The Trust is Outdated
To some extent, a trust is “set it and forget it.” But if your trust was created years ago, changes in the law may serve to make the trust less effective for your goals than it could be. Consult with your estate planning attorney every few years to make sure your trust is still in a format that will meet your needs. Similarly, make sure that you regularly update your schedule of assets, so a successor trustee will know what’s actually in the trust.
Your Trust Names Dead Beneficiaries (or Trustees)
Just as changes in the law can affect your trust, so can changes in your life. This one may seem obvious, but if you have named in your will a beneficiary or successor trustee who has passed away, it’s time to update your trust. You may also wish to consider if other circumstances have changed such that you no longer want a named trustee to serve, or a named beneficiary to inherit from you. Likewise, if one of your trustees has become legally incompetent due to dementia or another reason, it’s time for an update.

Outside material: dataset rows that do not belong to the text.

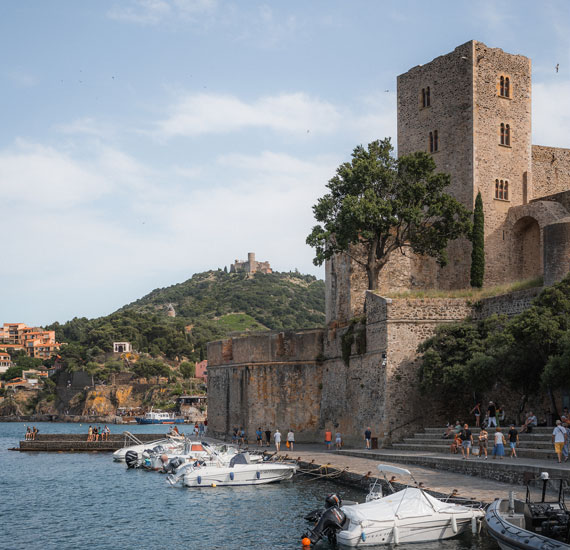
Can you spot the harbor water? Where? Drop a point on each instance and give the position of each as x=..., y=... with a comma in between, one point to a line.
x=70, y=501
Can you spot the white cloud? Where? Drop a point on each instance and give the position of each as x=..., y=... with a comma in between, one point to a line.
x=153, y=12
x=198, y=114
x=551, y=113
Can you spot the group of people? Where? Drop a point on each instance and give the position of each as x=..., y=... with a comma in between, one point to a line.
x=96, y=432
x=31, y=433
x=463, y=440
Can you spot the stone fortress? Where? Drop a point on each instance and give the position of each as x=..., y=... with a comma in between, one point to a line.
x=250, y=266
x=471, y=109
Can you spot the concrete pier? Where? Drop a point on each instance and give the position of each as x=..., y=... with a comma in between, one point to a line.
x=68, y=443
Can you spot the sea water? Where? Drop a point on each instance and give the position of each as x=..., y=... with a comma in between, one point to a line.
x=70, y=501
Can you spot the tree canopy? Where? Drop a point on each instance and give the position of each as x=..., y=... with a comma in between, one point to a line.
x=381, y=204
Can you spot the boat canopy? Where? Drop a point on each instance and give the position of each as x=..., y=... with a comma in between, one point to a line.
x=408, y=503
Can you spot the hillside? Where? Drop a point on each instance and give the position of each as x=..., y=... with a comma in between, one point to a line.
x=208, y=306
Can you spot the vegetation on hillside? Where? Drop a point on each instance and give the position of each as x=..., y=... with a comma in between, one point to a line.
x=208, y=306
x=528, y=353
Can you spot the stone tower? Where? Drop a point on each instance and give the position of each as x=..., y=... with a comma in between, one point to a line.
x=471, y=109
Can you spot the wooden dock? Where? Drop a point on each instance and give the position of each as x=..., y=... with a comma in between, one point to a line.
x=69, y=443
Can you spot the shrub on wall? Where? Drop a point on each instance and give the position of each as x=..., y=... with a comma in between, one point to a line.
x=478, y=244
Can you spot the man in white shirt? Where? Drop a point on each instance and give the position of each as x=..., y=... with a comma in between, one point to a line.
x=559, y=438
x=277, y=439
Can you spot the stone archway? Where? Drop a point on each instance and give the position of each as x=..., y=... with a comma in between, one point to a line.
x=524, y=230
x=527, y=249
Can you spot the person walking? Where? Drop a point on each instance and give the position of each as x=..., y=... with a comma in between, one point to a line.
x=476, y=410
x=277, y=439
x=466, y=437
x=499, y=448
x=291, y=438
x=492, y=413
x=559, y=438
x=338, y=441
x=513, y=440
x=483, y=439
x=368, y=437
x=328, y=439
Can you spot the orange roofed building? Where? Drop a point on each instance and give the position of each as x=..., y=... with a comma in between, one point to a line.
x=36, y=342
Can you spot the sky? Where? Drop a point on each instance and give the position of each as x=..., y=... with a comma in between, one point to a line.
x=143, y=141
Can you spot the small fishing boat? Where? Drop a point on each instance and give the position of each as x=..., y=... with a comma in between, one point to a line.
x=239, y=471
x=409, y=515
x=158, y=417
x=168, y=444
x=532, y=524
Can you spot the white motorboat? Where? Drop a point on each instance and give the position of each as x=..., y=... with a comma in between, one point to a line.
x=239, y=471
x=167, y=443
x=409, y=515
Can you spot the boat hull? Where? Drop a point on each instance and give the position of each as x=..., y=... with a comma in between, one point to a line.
x=510, y=536
x=411, y=532
x=252, y=475
x=158, y=421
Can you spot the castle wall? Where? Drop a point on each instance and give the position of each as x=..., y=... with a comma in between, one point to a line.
x=495, y=161
x=267, y=379
x=450, y=113
x=550, y=171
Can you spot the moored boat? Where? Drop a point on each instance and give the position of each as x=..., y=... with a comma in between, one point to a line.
x=158, y=417
x=531, y=524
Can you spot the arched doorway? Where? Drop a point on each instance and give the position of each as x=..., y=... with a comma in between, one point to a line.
x=527, y=250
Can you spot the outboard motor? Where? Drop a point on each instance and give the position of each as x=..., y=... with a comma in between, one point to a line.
x=132, y=459
x=171, y=466
x=329, y=521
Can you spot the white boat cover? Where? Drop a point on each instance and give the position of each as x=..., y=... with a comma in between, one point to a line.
x=408, y=503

Your Trust Wasn’t Properly Executed
If you had your trust prepared by an experienced Michigan estate planning attorney, this is much less likely to be an issue, but many people prepare trusts using online legal services which don’t provide appropriate guidance or support. A surprising number of people forget to sign their trusts, which makes them legally ineffective. Other errors in execution, such as failing to have witnesses or to get the trust notarized, can also lead to legal difficulties down the road.
Your Loved Ones Don’t Know How to Find Your Trust
You need not share every detail of your trust with your loved ones before your death, but at a minimum, more than one person should know that you have a trust, and where to find it. Otherwise, they may assume you didn’t have an estate plan, and all your assets may end up going through probate, possibly being distributed to people other than those you intended. If you want to keep your trust private, ask your estate planning attorney to keep it on file, and let your loved ones know whom to contact in the event of your death.